The navigation routine aboard Nordkapp was a blend of GPS and digital chart reading, combined with traditional bearing taking and regular position fixes. Careful plotting on paper charts augmented the effective use of modern digital charting software. Radar is a good friend to the Antarctic mariner, but so is the well-lit polar summer. Large icebergs and landmass detail show up in lower light conditions, but smaller bergy bits and growlers capable of damaging the ship are much harder to see.

In comparison to U.S. Navy vessels, commercial cruise ships run with a skeleton bridge crew. But in the case of Nordkapp, I was very impressed by the wheelsman and officer of the watch's shiphandling ability. The crew is accustomed to the three-ring nature of their role, one that includes safe, reliable navigation, inshore maneuvering in order to provide shore landings from small boats, and a safe, albeit slightly adventurous experience for all passengers. The additional challenge linked with running a full-service resort afloat can be daunting, but what really left a lasting impression was how well the crew could stay on the safe side of the line that separates outright danger from adventurous travel.

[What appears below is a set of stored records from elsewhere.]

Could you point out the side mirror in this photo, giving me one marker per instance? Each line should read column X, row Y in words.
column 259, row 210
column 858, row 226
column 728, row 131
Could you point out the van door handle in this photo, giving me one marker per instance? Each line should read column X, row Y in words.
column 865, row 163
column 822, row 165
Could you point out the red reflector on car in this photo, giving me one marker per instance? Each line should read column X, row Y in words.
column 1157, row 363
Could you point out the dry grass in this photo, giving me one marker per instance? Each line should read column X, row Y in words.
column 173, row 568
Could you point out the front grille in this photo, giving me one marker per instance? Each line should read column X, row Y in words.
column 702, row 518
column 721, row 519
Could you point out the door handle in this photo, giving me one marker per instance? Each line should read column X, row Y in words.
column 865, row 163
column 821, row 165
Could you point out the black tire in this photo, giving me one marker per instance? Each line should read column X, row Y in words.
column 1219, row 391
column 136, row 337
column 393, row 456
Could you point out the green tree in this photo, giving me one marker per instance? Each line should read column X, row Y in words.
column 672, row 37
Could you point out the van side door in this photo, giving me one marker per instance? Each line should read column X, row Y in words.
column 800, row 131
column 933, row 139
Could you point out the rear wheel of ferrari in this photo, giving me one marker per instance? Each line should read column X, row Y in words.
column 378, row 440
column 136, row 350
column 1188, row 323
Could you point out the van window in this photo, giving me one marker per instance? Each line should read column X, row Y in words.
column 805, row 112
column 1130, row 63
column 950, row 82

Modern polar-capable cruise ships offer a taste of the Great Southern Ocean and the ice packed waters of Antarctica with modest risk to passengers. It's a little like swimming with the sharks while remaining surrounded by a strong steel cage. Each passenger develops an affinity for the ship that's more akin to a mariner's sentiment than that of a passenger plying tropical waters on a tour of palm-clad islands. Perhaps it's the raw power of the wind and sea or the pervasive cold that instills a sense of fondness for an inanimate steel hull and the refuge that it affords.

Whatever the cause, it's a palpable measure of human instinct, one that recognizes what's needed to survive. When it comes to crossing the Drake Passage and transiting ice-bound waters — it takes a capable crew as well as a good ship. And as we disembarked in Argentina, we carried with us indelible memories and a lasting appreciation of Nordkapp's very capable crew.